Mahkemece iddia, savunma ve toplanan delillere göre … A.Ş.nin …AG firmasının tahkim kaydı içeren sözleşmesini kabul ettiği, tahkim kararının kamu düzenine aykırı olmadığı, birleşen tenfiz davasında MÖHUK. nun 45. maddesinde sayılan red sebeplerinin bulunmadığı gerekçesiyle … A.Ş.nin davasının reddine, 16.01.2003 tarihli Yabancı Hakem Kararı’nın tenfizine karar verilmiş, hüküm taraf vekillerince temyiz edilmiştir.
1-Bu dosya ile birleştirilen hakem kararının tenfizi talebini içeren dosya temyiz üzerine Yargıtay 19.Hukuk Dairesi’nin 2006/2651-3599 Sayılı kararı ile birleştirme kararı verilmesinin mümkün olmadığı gerekçesiyle bozulduğundan, birleşen temyiz talebi yönünden hüküm kurulması usul ve yasaya aykırıdır.
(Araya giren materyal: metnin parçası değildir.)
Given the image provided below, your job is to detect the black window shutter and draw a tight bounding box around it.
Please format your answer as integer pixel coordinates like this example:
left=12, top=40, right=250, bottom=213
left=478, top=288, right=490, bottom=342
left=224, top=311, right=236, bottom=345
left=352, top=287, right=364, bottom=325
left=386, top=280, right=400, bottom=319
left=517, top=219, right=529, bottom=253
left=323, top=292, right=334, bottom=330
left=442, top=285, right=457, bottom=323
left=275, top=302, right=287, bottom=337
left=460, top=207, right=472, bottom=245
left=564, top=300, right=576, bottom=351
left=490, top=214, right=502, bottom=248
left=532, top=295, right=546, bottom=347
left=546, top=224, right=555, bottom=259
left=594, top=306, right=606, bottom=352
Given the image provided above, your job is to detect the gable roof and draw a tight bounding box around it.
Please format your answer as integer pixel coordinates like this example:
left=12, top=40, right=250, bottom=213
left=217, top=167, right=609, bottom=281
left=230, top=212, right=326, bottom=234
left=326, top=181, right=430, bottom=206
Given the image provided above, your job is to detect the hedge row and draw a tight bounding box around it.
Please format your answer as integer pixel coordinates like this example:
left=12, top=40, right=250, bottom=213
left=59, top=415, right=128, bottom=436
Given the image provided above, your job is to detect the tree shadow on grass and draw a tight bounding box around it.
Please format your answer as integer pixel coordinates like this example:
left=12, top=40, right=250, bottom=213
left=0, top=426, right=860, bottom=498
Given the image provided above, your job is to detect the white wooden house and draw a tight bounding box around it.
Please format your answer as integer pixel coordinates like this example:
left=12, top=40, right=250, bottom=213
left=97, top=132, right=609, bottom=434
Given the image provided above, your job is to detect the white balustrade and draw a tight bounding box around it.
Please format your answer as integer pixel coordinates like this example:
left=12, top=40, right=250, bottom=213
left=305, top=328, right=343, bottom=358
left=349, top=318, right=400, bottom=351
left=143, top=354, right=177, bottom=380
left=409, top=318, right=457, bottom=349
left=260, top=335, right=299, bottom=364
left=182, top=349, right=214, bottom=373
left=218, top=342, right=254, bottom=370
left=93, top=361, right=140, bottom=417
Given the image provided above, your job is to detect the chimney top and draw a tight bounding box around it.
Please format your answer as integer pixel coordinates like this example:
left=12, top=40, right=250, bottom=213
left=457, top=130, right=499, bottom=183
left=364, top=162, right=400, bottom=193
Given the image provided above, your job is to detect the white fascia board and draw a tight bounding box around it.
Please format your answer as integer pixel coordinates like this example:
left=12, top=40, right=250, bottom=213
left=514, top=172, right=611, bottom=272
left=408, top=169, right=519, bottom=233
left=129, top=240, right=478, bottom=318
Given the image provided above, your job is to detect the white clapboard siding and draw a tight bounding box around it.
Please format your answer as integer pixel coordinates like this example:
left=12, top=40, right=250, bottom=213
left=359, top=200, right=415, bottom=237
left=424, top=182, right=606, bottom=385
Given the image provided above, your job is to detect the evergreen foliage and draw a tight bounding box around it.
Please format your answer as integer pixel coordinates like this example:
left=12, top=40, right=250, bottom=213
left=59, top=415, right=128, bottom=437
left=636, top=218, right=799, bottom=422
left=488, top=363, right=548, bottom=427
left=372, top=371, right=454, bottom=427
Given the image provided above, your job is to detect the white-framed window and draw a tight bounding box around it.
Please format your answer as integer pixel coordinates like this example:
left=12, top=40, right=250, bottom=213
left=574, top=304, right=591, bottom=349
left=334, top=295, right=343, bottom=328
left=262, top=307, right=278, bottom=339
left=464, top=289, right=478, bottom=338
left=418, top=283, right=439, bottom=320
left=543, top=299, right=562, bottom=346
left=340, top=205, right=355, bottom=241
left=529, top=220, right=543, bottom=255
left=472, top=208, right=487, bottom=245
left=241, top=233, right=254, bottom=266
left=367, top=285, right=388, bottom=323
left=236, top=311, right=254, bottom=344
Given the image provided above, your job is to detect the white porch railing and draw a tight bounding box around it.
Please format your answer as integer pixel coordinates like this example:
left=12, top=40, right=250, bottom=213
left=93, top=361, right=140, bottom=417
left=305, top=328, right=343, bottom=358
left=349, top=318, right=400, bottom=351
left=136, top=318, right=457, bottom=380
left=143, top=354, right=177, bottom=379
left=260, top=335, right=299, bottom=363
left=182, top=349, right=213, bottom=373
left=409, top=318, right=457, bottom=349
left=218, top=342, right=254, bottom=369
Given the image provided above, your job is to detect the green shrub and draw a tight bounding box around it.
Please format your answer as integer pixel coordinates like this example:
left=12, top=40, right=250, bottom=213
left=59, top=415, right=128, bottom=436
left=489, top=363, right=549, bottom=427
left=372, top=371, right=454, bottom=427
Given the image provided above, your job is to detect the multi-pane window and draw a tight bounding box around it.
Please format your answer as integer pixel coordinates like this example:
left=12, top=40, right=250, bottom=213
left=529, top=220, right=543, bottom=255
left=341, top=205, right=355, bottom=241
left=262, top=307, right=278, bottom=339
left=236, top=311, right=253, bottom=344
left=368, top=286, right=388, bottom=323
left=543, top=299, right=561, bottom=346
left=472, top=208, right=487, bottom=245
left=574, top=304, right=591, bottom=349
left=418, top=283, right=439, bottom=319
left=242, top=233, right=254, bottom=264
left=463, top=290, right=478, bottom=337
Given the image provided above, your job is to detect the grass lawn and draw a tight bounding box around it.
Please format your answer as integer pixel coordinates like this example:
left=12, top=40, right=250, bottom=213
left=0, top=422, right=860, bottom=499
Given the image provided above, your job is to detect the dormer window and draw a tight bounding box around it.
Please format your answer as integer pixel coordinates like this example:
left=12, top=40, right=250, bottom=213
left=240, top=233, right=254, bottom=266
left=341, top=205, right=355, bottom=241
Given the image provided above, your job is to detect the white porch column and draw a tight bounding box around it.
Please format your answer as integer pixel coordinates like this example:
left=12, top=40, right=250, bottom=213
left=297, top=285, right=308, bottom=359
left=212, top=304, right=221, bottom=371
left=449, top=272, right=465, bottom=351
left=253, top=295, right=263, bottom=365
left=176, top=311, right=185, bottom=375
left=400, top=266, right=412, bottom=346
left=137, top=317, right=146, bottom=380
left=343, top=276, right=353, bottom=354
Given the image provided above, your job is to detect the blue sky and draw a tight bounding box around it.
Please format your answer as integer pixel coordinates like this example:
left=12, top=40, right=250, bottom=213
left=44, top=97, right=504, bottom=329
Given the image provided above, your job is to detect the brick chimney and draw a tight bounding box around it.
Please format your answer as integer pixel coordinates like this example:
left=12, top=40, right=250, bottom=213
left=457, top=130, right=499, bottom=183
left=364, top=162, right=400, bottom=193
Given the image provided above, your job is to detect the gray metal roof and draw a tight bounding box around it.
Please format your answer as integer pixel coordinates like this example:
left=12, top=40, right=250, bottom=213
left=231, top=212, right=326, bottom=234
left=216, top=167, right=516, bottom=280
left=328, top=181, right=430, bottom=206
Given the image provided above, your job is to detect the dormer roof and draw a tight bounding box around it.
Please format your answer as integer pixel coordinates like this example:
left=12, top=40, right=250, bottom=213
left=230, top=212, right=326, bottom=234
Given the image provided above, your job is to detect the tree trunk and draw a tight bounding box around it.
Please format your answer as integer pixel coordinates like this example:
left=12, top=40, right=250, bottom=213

2-Davacı vekili, satış sözleşmesinde tahkim kaydı ile uygulanacak hukuk kurallarının yer almadığının, tahkim şartının geçersiz olduğunun, kamu düzenine aykırı bulunduğunun tespiti istemi ile bu davayı açmıştır.
Tespit davası açılabilmesi için davacının bu davayı açmakta hukuki yararının bulunması gerekir. Hukuki yararın bulunduğunu kabul etmek için davacının, davalının davranışına bağlı veya başka bir sebeple kendisinin hukuki durumunu tehlikeye sokabilecek bir halin var olması ve halin başka bir yolla ortadan kaldırılamayacak nitelikte olması gerekir. Eğer tespit davası ile elde edilebilecek hukuki koruma başka bir yolla veya başka bir davayla sağlanabiliyorsa davacının bu konuda tespit davası açmakta hukuki yararı bulunduğu kabul edilemez. Somut olayda yabancı hakem kararının Türkiye’de infaz edilebilmesi için öncelikle tenfizine karar verilmiş olması gerekir. Hakem kararının tenfizi talep edildiğinde ise aleyhine tenfiz talep edilecek kişi tespit davasına konu ettiği hususları savunma sebebi olarak ileri sürebilir. Diğer taraftan tespit davasına konu edilen hususlar 2675 sayılı Milletlerarası Özel Hukuk ve Usul Hukuku Hakkında Kanun’un 45. maddesinde red sebepleri olarak ayrıca düzenlendiğinden, mahkemece a-b-c bendlerindeki hususların varlığı resen incelenecektir.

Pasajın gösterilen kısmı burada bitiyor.